IT IS well established by those whose job it is to well establish these things that times of change bring the greatest stress.
The status quo carries many advantages to the comfortable and some to the not so comfortable. It is only the most wretched who wholly benefit from change. It is years since the Conservative party was true to its name by being in favour of conserving things as they are. Since 1981 it has been a radical force in favour, for better or worse, of change. On the other hand there have always been many in the Labour party who have been in favour of the status quo or at least of a gradualist approach.
This school of thought has traditionally, inside the Labour party divided into two: Fabians and Tribunites. The Fabians have been misnamed. General Fabius was not a gradualist at all. Rather he adopted a very sound and sensible military strategy, one which commends itself to all walks of life: "Only fight when you have to and only then when you can be sure of winning." Nevertheless, Fabianism has always been taken as the gradualist philosophy; move forward slowly, ensure each change has bedded in before moving on and always take people with you.
The Tribunites, who have just reinvented themselves in parliament and whose newspaper still carries the torch, have been more radical than the Fabians. But only just. Change, to the Tribunites, is something that is necessary to alleviate poverty and suffering and if you have to break a few eggs or egos on the way then so be it. But do not upset the apple cart.
So which of these two traditions does the new government fall into? Is Tony Blair the natural successor to Bevan, Foot and Kinnock, taking forward the Tribunite, soft left banner? Or is he rather the heir to the Gaitskell, Callaghan, Smith family tree?

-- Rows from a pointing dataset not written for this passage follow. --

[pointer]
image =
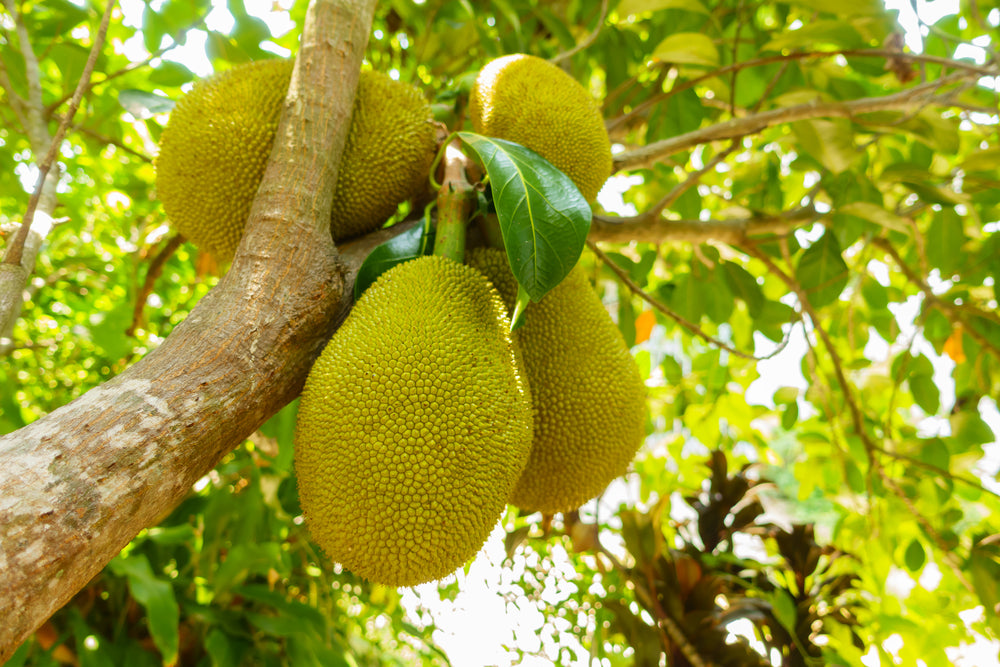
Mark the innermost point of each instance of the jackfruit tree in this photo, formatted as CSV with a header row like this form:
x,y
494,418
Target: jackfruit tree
x,y
716,384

The truth is that he is neither. Tony Blair and the new government and the majority (just) of the new Parliamentary Labour party are none of these. For modernisation, read change. For new Labour, read one member one vote; for new Britain, read Welfare to Work. For the new government, no change is no option.
Which leads us to the management of change, a subject extremely familiar to higher education. Two new schools of thought in new Labour are replacing the old Tribunite/Fabian division. Both seek change: the "take-no-prisoners tendency"and the "bring-them-with-you brigade".

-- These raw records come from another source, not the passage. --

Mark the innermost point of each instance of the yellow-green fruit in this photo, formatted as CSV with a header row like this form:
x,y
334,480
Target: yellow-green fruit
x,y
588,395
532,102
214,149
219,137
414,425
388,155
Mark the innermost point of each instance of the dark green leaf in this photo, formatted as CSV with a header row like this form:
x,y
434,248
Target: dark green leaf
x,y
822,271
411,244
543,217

The former are in a hurry. They know that change is essential but lack the patience or the inclination to waste time and energy on smoothing egos or compromising. The latter want to build consensus for the changes and to spend time minimising the discomfort caused by change. The former risk failure by antagonising their supporters and maximising opposition; the latter risk failure by running out of time.
Most Labour MPs are in one of these two new groups. (There are 47 who are in neither and whether because of Fabian or Tribunite instincts have chosen not to go down the Blair route by voting against the changes in lone parent benefit).

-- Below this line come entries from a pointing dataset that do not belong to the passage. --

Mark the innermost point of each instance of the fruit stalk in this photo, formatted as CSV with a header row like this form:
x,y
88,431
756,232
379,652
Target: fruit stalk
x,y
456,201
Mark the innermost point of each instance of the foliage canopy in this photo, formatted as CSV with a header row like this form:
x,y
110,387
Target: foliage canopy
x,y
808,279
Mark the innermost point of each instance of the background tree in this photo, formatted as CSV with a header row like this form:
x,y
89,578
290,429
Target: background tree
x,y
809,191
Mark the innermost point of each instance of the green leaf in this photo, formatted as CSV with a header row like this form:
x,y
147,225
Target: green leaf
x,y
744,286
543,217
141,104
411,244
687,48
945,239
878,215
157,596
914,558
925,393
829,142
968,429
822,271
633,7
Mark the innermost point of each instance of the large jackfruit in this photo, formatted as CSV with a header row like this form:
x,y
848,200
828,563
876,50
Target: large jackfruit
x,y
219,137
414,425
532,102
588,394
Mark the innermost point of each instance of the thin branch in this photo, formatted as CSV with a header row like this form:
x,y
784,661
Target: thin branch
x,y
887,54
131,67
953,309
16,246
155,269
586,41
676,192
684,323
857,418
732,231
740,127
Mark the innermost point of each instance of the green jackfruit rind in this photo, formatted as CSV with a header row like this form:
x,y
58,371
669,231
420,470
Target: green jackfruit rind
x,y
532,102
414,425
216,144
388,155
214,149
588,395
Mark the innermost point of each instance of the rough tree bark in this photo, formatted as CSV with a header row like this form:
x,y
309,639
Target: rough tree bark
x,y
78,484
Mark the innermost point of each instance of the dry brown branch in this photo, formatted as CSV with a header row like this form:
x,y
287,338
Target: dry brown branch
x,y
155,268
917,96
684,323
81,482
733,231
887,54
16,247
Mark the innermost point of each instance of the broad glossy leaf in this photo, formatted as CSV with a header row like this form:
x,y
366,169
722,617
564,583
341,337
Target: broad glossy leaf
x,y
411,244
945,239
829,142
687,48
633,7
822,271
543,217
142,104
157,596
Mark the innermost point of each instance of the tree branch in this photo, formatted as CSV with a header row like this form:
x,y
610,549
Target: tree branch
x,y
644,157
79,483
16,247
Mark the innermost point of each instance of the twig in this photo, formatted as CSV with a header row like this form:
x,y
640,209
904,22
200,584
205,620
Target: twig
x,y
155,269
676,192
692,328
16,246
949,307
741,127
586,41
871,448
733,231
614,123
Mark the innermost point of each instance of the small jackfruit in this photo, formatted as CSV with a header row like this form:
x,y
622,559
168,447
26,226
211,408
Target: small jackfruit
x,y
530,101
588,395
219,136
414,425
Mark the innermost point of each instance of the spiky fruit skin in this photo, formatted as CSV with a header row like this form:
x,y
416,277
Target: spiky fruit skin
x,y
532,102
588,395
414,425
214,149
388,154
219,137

Indeed most of the PLP would be now happy to call themselves both Tribunite and Fabian. This is not because the two are now indistinguishable but that they both are reinventing themselves.
Until last week, when parliament voted on changes in lone parent benefits, the new government was very much in the first, "take-no-prisoners", camp. It may now have changed. The problem I have, and I suspect the majority of my colleagues share, is that I am not sure I want it to. What is certain is that the two major political parties are in favour of change. Now is the time for leadership.
Phil Woolas is MP for Oldham East and Saddleworth, chair of the Tribune Newspaper Board and vice chair of the Parliamentary Tribune Group.